In your file identify problem 1:
# Problem 1: write your answer.
# continue your answer
Graphical and table representation of group means
Let’s produce a stripchart of the data to observe their differences in a graphical format. The argument pch=1 sets the data points to be graphed as circle (open circles).
stripchart(shift ~ treatment, data = circadian, vertical = TRUE,pch=1,col="firebrick",xlab="light treatment",ylab="shift in circadian rhythm (h)")The order of the groups (treatments) appear on alphabetical order. As discussed in class, because the eyes treatment has the most negative shift in circadian rhythm (i.e., highest production of melatonin), one may prefer to display it in the third column of the graph so that the contrast among groups (treatments) is more obvious. This can be done by changing the order of the column treatment in the data:
circadian$treatment <- factor(circadian$treatment, levels = c("control", "knee", "eyes")) Now plot again the stripchart:
stripchart(shift ~ treatment, data = circadian, vertical = TRUE,pch=1,col="firebrick",xlab="light treatment",ylab="shift in circadian rhythm (h)")Let’s produce a table of descriptive statistics (mean and standard deviation) and sample size for each treatment. This table is commonly used to report data considering multiple groups:
meanShift <- tapply(circadian$shift, circadian$treatment, mean)

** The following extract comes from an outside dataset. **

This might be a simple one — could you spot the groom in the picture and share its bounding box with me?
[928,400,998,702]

sdevShift <- tapply(circadian$shift, circadian$treatment, sd)
n <- tapply(circadian$shift, circadian$treatment, length)
data.frame(mean = meanShift, std.dev = sdevShift, n = n)The function data.frame (used above) is extremely useful but won’t be covered in details in BIOL322. It suffices to say that data.frame allows to place together different variables into a common data structure. In the above case these variables were the mean, standard deviation and sample size (n).
Problem 2:
Create code to generate a similar table to the one above but that also includes the median of each group (just after the mean).
In your file identify problem 2:
# Problem 2: enter your code here.
# continue your answer
Analysis of variance (ANOVA)
To conduct an Analysis of Variance (ANOVA), we use the function aov which stands for analysis of variance. The function aov analyzes a response variable (dependent variable) as a function (hence the symbol ~) of a categorical predictor. Here we want to analyse the variation in shifts in circadian rhythm (response variable) as a function of light treatment (predictor). The function anova is then used to create the anova table, including the F-value for the analysis and its associated P-value.

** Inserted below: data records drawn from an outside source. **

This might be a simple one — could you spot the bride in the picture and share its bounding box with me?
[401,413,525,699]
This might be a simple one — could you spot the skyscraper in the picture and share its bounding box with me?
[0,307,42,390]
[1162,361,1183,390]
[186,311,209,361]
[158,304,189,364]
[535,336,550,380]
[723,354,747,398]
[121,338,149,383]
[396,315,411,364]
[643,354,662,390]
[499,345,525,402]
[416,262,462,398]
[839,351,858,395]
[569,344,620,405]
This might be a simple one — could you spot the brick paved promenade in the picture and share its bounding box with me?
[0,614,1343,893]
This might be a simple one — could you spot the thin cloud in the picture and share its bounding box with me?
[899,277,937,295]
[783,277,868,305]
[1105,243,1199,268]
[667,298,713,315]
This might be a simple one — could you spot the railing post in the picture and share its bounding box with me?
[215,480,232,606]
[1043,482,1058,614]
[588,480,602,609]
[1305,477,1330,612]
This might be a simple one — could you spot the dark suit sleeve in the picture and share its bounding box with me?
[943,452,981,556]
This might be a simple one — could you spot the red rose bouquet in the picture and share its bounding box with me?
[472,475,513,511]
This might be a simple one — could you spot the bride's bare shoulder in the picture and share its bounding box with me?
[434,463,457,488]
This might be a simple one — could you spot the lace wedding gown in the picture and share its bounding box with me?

circadianANOVA <- aov(shift ~ treatment, data = circadian)
anova(circadianANOVA)Problem 3:
3.a) Using an significance level (alpha) equal to 0.05, should we reject or not the null hypothesis?

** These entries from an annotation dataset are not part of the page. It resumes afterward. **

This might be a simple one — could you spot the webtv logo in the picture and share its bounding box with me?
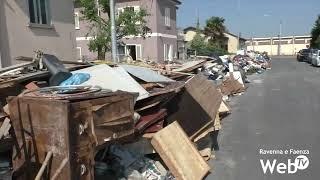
[260,155,310,174]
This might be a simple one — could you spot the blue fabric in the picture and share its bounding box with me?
[60,73,90,86]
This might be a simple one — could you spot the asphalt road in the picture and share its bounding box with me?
[206,58,320,180]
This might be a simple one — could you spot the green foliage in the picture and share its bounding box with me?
[188,17,228,56]
[188,31,228,56]
[310,15,320,48]
[76,0,150,59]
[204,16,227,44]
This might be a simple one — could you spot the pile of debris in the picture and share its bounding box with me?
[0,53,268,180]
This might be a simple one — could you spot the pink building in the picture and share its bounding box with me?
[75,0,181,62]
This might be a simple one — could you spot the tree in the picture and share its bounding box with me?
[76,0,150,59]
[204,16,227,45]
[189,31,207,55]
[310,15,320,48]
[189,31,228,56]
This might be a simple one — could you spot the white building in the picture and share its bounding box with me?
[246,35,311,56]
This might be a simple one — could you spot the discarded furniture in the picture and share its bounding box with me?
[9,92,134,180]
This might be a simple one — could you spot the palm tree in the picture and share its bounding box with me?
[204,17,227,44]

3.b) Provide an alpha value in which the null hypothesis would not be rejected.
In your file identify problem 3:
# Problem 3: write your answer.
# continue your answer
Post-hoc test: Tukey-Kramer tests between all pairs of means
Post-hoc means “performed after the event” where the event here is the ANOVA. So, we conduct the ANOVA first, and then conduct the Tukey-Kramer Post-hoc test. Post-hoc is the jargon used in stats books!
Now we will conduct the Tukey-Kramer tests between all pairs of means to evaluate which contrast (any given difference between a pair of means) are significantly different. The function TukeyHSD uses the object created by the function aov earlier to compare all possible mean differences (contrasts) between groups (treatments):
posthoc <- TukeyHSD(circadianANOVA, conf.level=0.95)
posthoc The adjusted probability (p adj) is the P-value calculated on the basis that 3 different statistical tests were performed for the same data.
Problem 4:
Using a significance level (alpha) equal to 0.05, which pairs of means should be considered significantly different? Provide an explanation of the results in the context of the research problem.
In your file identify problem 4:
# Problem 4: write your answer.
# continue your answer
Submit the RStudio file containing the report via Moodle.